が大事になってくるというふうに書かれています。

日本で直面している、「今まで通りのことだと通用しないかもしれない」という感覚(僕はその感覚は強いのですが、皆さんの周りはどうですか?)は本書を通じてOECDでの議論でも随所に見られ、世界的に直面している課題なのだと改めて感じました。

その課題解決に向けて「教育」が果たす役割は小さくなく、どのような「教育」「学校」であればエージェンシーが養われるだろうか?という風に世界の教育トレンドはシフトしようとしているという、強い危機感からくる空気を本書を通じて感じました。

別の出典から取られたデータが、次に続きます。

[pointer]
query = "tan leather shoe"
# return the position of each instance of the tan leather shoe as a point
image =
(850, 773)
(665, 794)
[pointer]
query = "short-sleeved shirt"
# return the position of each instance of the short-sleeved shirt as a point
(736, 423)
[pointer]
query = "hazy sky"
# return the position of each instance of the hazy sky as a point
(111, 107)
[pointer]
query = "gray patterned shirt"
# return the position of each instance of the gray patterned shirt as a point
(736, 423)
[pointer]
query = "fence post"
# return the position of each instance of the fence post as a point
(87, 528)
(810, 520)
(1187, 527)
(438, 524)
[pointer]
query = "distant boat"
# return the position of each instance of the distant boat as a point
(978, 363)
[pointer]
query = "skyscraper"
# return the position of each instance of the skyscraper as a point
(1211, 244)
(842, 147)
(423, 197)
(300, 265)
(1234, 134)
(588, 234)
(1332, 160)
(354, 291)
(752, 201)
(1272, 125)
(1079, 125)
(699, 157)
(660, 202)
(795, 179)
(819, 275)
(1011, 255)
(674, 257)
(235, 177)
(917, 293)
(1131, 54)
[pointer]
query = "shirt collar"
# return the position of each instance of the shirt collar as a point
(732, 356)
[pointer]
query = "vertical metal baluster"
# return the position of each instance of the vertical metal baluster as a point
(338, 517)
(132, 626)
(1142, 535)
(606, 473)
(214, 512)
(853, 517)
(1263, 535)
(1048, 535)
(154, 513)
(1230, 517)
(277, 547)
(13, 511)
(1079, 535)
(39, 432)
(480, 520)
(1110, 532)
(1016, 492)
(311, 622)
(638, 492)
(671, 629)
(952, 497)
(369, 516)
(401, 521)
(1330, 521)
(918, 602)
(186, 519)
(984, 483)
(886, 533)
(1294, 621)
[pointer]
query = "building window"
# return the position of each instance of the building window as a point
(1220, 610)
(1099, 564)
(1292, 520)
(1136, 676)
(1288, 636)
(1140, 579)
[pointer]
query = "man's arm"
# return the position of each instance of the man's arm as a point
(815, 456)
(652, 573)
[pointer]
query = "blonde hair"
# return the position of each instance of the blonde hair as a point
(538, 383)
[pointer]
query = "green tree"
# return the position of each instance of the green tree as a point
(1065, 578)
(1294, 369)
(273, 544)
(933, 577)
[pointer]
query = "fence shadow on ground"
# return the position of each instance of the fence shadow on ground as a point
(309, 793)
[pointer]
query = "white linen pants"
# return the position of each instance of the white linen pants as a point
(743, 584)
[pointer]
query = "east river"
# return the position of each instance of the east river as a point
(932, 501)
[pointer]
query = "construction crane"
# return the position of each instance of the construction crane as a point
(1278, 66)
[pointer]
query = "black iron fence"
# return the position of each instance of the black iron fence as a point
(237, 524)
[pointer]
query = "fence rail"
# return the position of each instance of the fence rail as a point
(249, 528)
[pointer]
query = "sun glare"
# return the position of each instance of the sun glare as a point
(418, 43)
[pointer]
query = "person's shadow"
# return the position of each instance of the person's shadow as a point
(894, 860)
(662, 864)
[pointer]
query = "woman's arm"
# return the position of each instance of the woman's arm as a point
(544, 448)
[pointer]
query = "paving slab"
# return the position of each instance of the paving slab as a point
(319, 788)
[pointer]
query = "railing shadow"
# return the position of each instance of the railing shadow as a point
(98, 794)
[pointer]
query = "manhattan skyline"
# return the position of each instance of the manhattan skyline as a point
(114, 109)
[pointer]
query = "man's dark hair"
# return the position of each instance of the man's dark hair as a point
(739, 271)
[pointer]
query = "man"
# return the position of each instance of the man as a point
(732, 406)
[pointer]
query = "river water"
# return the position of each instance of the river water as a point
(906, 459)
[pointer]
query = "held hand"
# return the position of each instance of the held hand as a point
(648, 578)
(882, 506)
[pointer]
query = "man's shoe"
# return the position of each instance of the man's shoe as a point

その感じは僕が普段感じている危機感と、オーバーラップするところもあり、そう言ったことを分かりやすく、日本の文科省の人が解説して書籍化してくださっているところに、希望を抱いている次第です。

ただ、末端まで浸透していくのには時間を要するでしょうし、出來る人が出來るところからそれぞれ取り組んでいくことが引き続き重要で、その中で協働出來るところは大いに協働しながら社会を動かしていく必要があると改めて勇気をもらえる書籍でした。

「自ら考え、選択し、実践していく力」

「自分の行動に対しては責任を負っていく姿勢」

「多様な他者を理解し、受容し、協働していく力」

サドベリースクールと照らし合わせた時に、共通するところが大きく、「2年生なのに九九は出來るのか?」「漢字は書けるのか?」と枝葉の部分を心配してくださる人がたくさんいる中で、しっかりと上記の様な力を育みながら将来自立的に力強くしなやかに生活していく礎を築けたら良いなと感じました。
(九九が出来たり、漢字が書けたら便利だなとはもちろん思っています。)

サドベリー教育は21世紀型教育の1つの形体であるなと思っています。

途中「カリキュラム分析」などテクニカルな話題も登場しますが、概ね2030年(9年後)に求められる「スキル」というものに焦点を当てながら、何が大事になってきそうか・・・なんて話が面白かったです。

最近、色々な人にこの本の紹介をしていますが、1つの本を読んでみんなで議論するなんてのもしてみたいな。

新田サドベリースクールの保護者さんにも提案してみようかしら(つぶやき)

読書の秋ですね。

お勧めの書籍あったら紹介してください。